La bataille autour de la loi Création et internet, surnommée loi Hadopi, se déroule sur deux fronts. A Paris, les députés réexaminent le texte de loi. A Strasbourg, les eurodéputés se sont une nouvelle fois exprimés, jeudi 6 mai, contre toute coupure de l'accès internet sans décision de justice préalable. Une position qui va à l'encontre de la mesure phare du projet de loi Création et internet, à savoir la suspension de la connexion aux internautes téléchargeant illégalement.
Par 407 voix pour, 57 contre et 101 abstentions, les eurodéputés ont approuvé un amendement stipulant que les droits fondamentaux des internautes ne pouvaient être restreints "sans décision préalable des autorités judiciaires". Cet amendement vise essentiellement le projet français de riposte graduée contre les téléchargements illégaux, qui doit permettre à une "haute autorité" administrative, et non judiciaire, baptisée Hadopi, de suspendre l'accès internet des pirates.
Le vote des eurodéputés en deuxième lecture est une surprise: il va à l'encontre d'un compromis négocié au préalable par des délégués du Parlement avec les représentants des Etats membres de l'UE. Résultat, l'ensemble d'une vaste réforme du marché des télécoms ("paquet télécoms") va devoir retourner en "conciliation". Et ce, alors que l'amendement, déposé par des eurodéputés socialistes et verts avant la première lecture, où il avait déjà recueilli une très large majorité, constitue le seul point litigieux du paquet télécoms.

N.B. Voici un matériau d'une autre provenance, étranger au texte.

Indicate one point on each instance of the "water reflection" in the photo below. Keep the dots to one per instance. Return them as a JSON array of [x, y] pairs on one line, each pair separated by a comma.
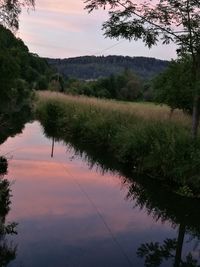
[[7, 249], [182, 214]]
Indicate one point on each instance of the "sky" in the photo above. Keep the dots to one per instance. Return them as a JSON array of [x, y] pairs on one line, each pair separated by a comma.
[[63, 29]]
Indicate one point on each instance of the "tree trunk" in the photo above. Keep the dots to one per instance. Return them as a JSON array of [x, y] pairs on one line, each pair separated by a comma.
[[195, 116]]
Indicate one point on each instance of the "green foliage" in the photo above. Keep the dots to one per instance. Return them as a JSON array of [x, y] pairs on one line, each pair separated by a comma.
[[10, 10], [92, 67], [161, 150], [124, 86], [174, 86]]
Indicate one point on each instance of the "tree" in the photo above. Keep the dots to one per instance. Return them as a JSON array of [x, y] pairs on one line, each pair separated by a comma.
[[173, 87], [175, 21], [10, 10]]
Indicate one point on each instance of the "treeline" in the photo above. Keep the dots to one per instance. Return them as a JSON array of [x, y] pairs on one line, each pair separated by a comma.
[[20, 73], [123, 86], [17, 63], [92, 67], [173, 86]]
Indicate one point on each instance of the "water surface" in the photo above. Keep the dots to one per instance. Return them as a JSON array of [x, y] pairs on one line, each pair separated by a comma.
[[71, 215]]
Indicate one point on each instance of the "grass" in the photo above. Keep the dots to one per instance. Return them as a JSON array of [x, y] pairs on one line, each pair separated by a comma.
[[144, 110], [140, 136]]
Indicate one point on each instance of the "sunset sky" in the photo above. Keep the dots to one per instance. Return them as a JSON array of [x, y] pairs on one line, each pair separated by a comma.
[[64, 29]]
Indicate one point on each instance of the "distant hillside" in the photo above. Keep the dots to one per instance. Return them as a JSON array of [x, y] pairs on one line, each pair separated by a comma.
[[92, 67]]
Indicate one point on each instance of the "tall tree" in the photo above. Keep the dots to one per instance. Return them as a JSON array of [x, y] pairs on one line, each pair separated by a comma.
[[10, 10], [175, 21]]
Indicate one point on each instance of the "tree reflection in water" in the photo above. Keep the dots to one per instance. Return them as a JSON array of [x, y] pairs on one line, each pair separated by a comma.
[[171, 208], [180, 212], [7, 249]]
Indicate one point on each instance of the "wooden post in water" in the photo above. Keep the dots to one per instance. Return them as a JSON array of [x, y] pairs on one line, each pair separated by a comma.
[[52, 147]]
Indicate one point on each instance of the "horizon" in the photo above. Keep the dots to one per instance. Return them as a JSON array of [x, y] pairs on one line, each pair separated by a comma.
[[66, 30]]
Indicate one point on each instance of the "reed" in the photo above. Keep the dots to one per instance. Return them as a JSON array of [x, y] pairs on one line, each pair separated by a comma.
[[140, 136]]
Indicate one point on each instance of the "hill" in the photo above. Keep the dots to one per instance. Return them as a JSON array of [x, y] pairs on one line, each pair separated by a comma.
[[92, 67]]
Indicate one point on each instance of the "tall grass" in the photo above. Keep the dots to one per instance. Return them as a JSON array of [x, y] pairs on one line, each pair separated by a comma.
[[140, 136]]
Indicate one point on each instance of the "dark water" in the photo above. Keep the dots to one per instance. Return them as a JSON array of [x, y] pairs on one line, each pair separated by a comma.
[[72, 215]]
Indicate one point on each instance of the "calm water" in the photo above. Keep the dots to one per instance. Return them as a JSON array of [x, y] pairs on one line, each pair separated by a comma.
[[70, 215]]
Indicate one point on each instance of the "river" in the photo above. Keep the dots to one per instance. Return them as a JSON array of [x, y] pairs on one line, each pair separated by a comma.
[[72, 213]]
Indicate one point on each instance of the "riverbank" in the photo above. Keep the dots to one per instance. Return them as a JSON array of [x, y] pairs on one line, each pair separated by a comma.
[[142, 137]]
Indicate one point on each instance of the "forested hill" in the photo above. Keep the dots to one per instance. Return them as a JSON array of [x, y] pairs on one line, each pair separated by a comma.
[[92, 67]]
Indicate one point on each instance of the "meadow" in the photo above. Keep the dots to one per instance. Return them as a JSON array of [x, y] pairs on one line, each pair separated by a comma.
[[142, 137]]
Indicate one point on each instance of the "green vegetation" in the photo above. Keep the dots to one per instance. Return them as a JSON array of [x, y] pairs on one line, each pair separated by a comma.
[[21, 72], [174, 86], [92, 67], [170, 21], [124, 86], [10, 10], [144, 140]]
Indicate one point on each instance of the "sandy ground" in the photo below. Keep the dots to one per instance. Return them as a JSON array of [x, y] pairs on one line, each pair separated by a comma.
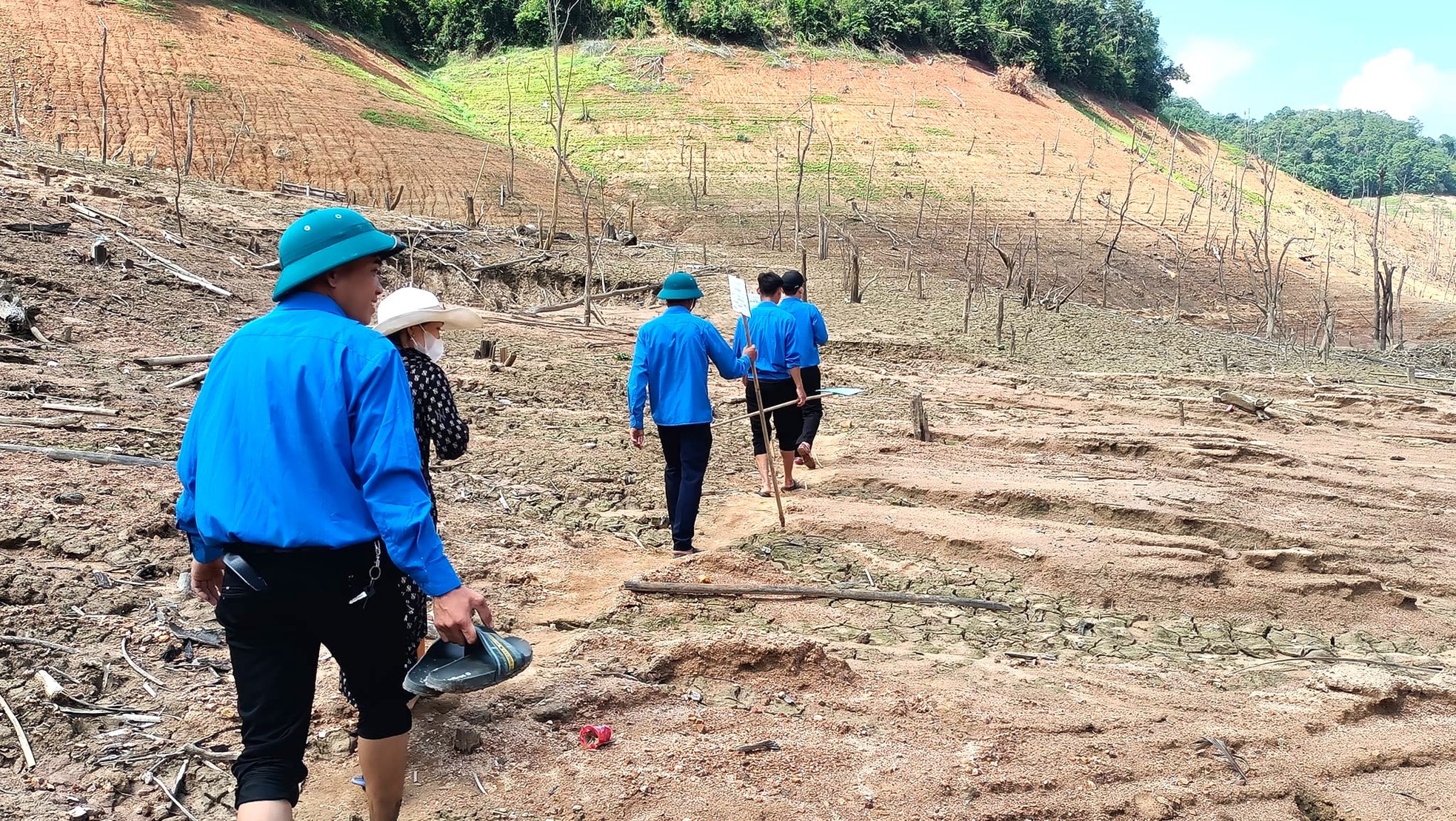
[[1282, 587]]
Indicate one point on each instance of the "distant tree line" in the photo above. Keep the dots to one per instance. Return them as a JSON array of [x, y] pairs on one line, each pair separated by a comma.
[[1104, 45], [1341, 152]]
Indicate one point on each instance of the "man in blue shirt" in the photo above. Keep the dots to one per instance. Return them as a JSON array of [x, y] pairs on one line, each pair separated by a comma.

Un compromis avait été négocié avant le vote avec les Etats membres, dont la formulation reconnaissait que toute mesure touchant à l'accès internet devait respecter "le droit à un jugement par un tribunal indépendant et impartial", mais sans affirmer le caractère préalable de ce jugement.
Il paraît à présent quasi impossible que le paquet télécoms puisse encore être adopté par le Parlement actuel, qui tient en principe sa dernière séance plénière cette semaine avant les élections européennes du 7 juin.